There’s no doubt in my mind, being able to look into what is happening inside a server, blade or stack of servers and correlate those activities with what is happening outside on the network is extremely valuable. It’s what allows firms to really gain that end-to-end understanding of what is going on in their environment.
Components are starting to consolidate. Market data engines and matching engines, pricing engines and gateways are being pulled together, often into a single application or server, and are now communicating via memory.
This can present problems because with classic network based monitoring you would only be able to see a message going into this big blob of activity and a message coming out again. If this takes a second, that’s huge, usually, it’s simply too much. But realistically now what?
There could be several applications working away inside, there could be network cards and their stack, and the operating system, plus additional applications. Without a view inside this big blob of “stuff” how can you possibly know where the excess time was spent? And if you don’t know that, how do you know what it is you need to do to fix it?
With a view inside you can monitor a message as it goes in, see it as it crosses the network interface card, then the operating system and then as it enters the application. This drill down provides a detailed understanding of what is happening internally. So you can find out where the problem is and zoom in. In testing environments, where you are testing the integration of multiple applications into one server, it’s particularly important to be able to do this.

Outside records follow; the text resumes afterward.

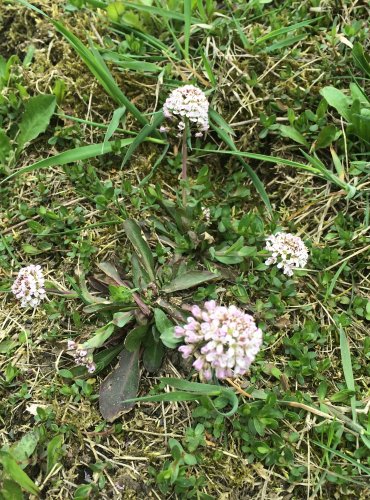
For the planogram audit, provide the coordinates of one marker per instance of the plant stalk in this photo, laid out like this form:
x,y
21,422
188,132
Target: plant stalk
x,y
184,174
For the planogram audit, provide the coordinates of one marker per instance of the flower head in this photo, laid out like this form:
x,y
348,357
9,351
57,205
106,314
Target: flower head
x,y
224,340
287,251
188,103
81,355
29,286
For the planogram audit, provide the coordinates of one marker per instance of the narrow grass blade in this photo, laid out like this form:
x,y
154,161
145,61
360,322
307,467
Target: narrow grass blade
x,y
71,156
164,13
114,124
345,457
347,368
142,135
187,26
96,65
283,31
141,247
252,174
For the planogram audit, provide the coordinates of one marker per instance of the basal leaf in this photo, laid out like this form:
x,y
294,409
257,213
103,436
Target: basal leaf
x,y
338,100
189,280
13,470
120,385
36,118
292,133
54,451
100,337
153,355
135,337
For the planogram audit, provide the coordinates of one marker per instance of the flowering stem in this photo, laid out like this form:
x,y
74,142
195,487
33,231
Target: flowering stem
x,y
184,174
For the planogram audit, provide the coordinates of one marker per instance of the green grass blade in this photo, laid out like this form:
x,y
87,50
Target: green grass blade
x,y
347,368
142,135
345,457
252,174
283,31
96,65
71,156
114,123
164,13
187,27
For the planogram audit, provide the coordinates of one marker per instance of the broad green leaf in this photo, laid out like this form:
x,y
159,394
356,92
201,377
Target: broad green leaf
x,y
13,470
361,59
326,136
111,271
141,247
338,100
36,118
189,280
22,451
121,318
115,10
121,385
166,328
292,133
10,490
54,452
135,337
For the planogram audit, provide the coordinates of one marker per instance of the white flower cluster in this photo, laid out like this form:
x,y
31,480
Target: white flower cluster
x,y
206,212
29,286
288,252
224,340
81,356
187,103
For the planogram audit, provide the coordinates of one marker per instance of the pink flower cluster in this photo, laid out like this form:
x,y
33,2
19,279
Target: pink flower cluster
x,y
29,285
288,252
81,356
224,340
187,103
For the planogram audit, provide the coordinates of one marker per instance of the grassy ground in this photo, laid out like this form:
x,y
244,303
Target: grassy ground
x,y
264,66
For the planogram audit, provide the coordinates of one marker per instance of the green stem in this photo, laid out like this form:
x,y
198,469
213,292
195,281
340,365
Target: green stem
x,y
184,174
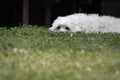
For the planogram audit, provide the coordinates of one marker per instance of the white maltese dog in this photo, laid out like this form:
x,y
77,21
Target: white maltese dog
x,y
88,23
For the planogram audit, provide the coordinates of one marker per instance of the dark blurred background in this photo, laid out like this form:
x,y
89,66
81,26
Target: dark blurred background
x,y
43,12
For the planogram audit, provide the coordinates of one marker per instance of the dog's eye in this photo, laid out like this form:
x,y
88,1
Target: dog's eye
x,y
67,28
58,27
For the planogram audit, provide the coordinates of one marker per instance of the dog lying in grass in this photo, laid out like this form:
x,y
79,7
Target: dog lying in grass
x,y
88,23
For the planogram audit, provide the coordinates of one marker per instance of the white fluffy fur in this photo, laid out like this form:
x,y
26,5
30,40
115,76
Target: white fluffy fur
x,y
88,23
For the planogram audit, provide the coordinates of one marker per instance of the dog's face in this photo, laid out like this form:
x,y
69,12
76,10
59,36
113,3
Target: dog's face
x,y
62,28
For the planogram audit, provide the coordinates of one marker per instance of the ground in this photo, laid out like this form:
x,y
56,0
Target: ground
x,y
35,53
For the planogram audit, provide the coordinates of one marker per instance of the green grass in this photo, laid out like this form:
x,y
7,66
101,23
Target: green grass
x,y
35,53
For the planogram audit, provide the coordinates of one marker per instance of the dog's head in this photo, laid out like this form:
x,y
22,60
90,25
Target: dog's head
x,y
61,28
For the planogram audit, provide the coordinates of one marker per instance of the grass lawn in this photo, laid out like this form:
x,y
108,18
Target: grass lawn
x,y
35,53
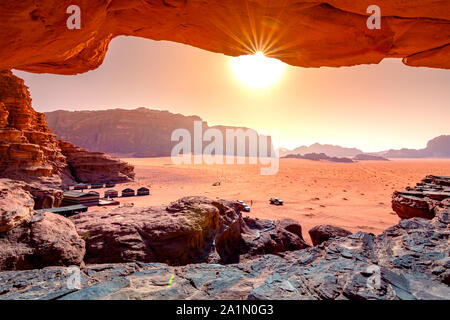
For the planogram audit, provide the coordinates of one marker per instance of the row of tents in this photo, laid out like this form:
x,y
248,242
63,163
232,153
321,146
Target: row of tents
x,y
83,186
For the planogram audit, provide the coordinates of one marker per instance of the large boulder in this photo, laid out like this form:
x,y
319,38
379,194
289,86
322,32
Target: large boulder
x,y
322,233
407,206
190,230
16,205
424,199
47,240
261,236
408,261
179,234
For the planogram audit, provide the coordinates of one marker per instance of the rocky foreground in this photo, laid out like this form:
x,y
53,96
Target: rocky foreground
x,y
30,152
215,253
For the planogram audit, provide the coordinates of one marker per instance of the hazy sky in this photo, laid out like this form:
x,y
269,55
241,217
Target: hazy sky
x,y
373,107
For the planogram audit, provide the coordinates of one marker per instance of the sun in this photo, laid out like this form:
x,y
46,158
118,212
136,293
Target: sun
x,y
257,71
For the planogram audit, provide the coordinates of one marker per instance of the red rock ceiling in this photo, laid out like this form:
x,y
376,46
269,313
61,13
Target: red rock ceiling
x,y
311,33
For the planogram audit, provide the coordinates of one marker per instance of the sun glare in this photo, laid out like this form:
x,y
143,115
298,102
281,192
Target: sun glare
x,y
257,71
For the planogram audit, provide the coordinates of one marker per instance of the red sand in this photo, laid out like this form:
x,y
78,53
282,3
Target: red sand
x,y
354,196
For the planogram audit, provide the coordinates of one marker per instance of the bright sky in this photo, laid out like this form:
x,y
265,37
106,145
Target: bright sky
x,y
374,107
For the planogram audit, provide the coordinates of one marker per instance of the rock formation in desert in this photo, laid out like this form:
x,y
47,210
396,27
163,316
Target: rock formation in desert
x,y
409,260
438,147
302,33
30,151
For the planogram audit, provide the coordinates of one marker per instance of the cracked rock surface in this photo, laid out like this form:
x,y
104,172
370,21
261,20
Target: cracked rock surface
x,y
408,261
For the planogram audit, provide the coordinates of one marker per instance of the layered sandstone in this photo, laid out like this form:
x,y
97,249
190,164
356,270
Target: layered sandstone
x,y
16,205
46,240
409,261
87,166
30,152
309,33
424,200
190,230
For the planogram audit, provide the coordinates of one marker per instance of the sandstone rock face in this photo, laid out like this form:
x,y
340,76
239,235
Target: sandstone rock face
x,y
423,200
267,236
322,233
16,205
309,33
192,229
47,240
44,196
408,261
87,166
30,152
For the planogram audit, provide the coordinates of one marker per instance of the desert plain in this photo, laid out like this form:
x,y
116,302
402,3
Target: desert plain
x,y
354,196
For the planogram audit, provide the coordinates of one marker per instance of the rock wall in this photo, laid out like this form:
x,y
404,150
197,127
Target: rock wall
x,y
86,166
30,152
309,33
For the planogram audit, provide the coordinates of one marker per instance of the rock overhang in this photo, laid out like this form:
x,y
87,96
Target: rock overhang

To enable our clients to gain this detailed visibility, Velocimetrics has Application Tap. It’s used in different ways. For instance, one of our clients is currently building a new network protocol and they don’t want to build decoders just yet as they will change with each version of the protocol’s development. This client uses Application Tap in their testing environment to measure performance, once they get the performance they want, they’ll then settle on a spec.
Using Application Tap means they can do all this testing, see what’s happening inside the application and correlate the timings with what is happening on the wire. Then they’ll write the decoder once, not potentially 100 times. It really is a way of dividing and conquering what you can do from the outside, with minimal impact on the application in terms of performance.
We’ve also seen clients use Application Tap to measure the performance of a very particular piece of hardware and to determine which change to their system caused a problem.
With Application Tap, when changes are introduced clients can see what is happening inside their server. If a client is replacing all of their network interface cards and messages are now taking extra time within the server, the client can measure the timings of all hops inside the server and determine which change caused the difference.
It’s not just about understanding the overall change, but whether different components were stable when various changes were introduced. It enables clients to see if they replace just one thing how everything is behaving, for instance, if they upgrade their operating system, with Application Tap, they can see what has changed.
It’s about being able to see what happened not just from the outside but from the inside too. And this level of visibility, especially in testing environments, where you are trying to work out what is going on, can be incredibly useful.